Although it’s the moving-planets dream, it segued into a pants dream. That’s how I first thought of it.
We were given papers. “Follow the instructions on the papers,” we were all told. I’m not certain how many others were there. I’d guess about forty. I had an impression that I was middle-lower grade. We were doing something with planets and their orbits. Changing positions. De-conflicting paths and influences. The papers explained how to do these things. After a hesitant start, I picked up the idea and easily did my part, watching through large windows as I changed the paths and directions of gassy giants and small stones. An upper-level man came by and complimented me on my work. Told me, “You obviously have it. Go help some of the others. Some of them don’t get it.”
So I walked about, holding my paper, helping others learn how to move the planets. This was an introduction to a larger project. Once we knew how to move the planets, shift orbits, and change rotations, we were working on a larger project of aligning the planets for the most beneficial influence. By now, I’d read several people’s paper instructions. I’d learned that all were different in the details but with the same general practices and skill sets. Although my rank hadn’t changed, I was highly regarded and now considered adept at moving planets.
It was with some surprise then, followed by trepidation, when I concluded that some of the instructions were wrong. I went off and found the head guy and told him why I thought it was wrong. He decided that what I said made sense. He wanted to gather the whole group so I could explain it to them.
I agreed. Preparations were made. I decided I didn’t like my pants, so I made new ones, cutting them from cloth that I found, and then sewing them. The results were stunning. Form-fitting. Crisp creases. Neat darts and pleats. Perfect length. Cuffed. I was impressed by how my appearance improved by the change of pants.
The head guy and others came by to tell me they were ready. I had my pants on. My pants were different from everyone else’s. They stopped me and gathered around, asking, “Where did you get those pants? They’re perfect.”

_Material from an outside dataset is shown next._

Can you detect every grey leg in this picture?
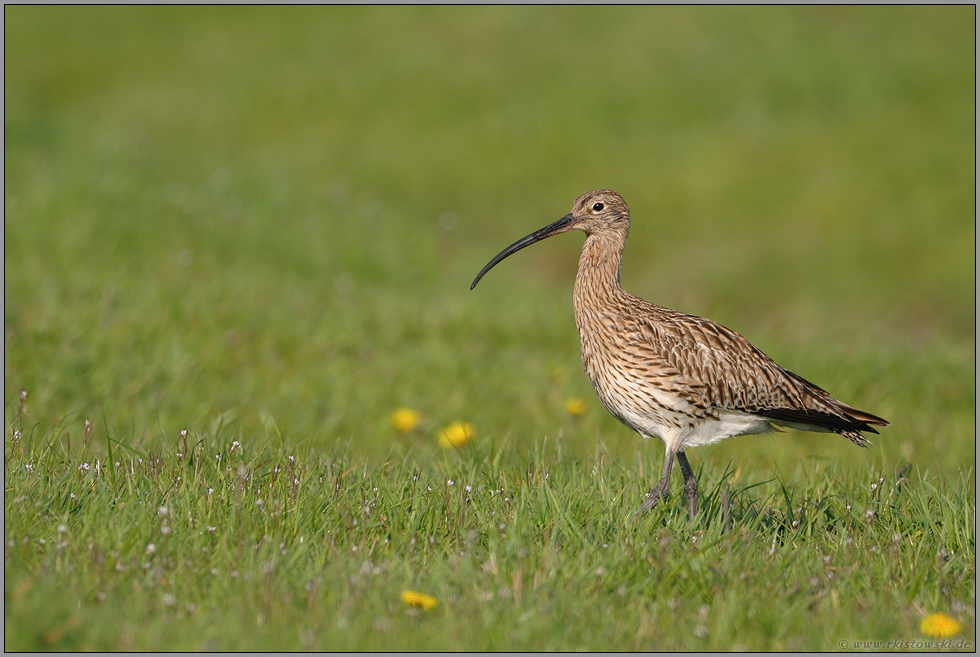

“I made them,” I answered.
They were astonished. Wanted to know more. Felt the material. Had me turn so my pants could be admired from all angles. The rest of the people came in as this happened. They applauded my pants. The attention embarrassed me. With my new pants on, I was ready to explain to everyone where our plans to align the planets was amiss. I stood up to address them against a backdrop of stars and planets through tall, broad curved windows.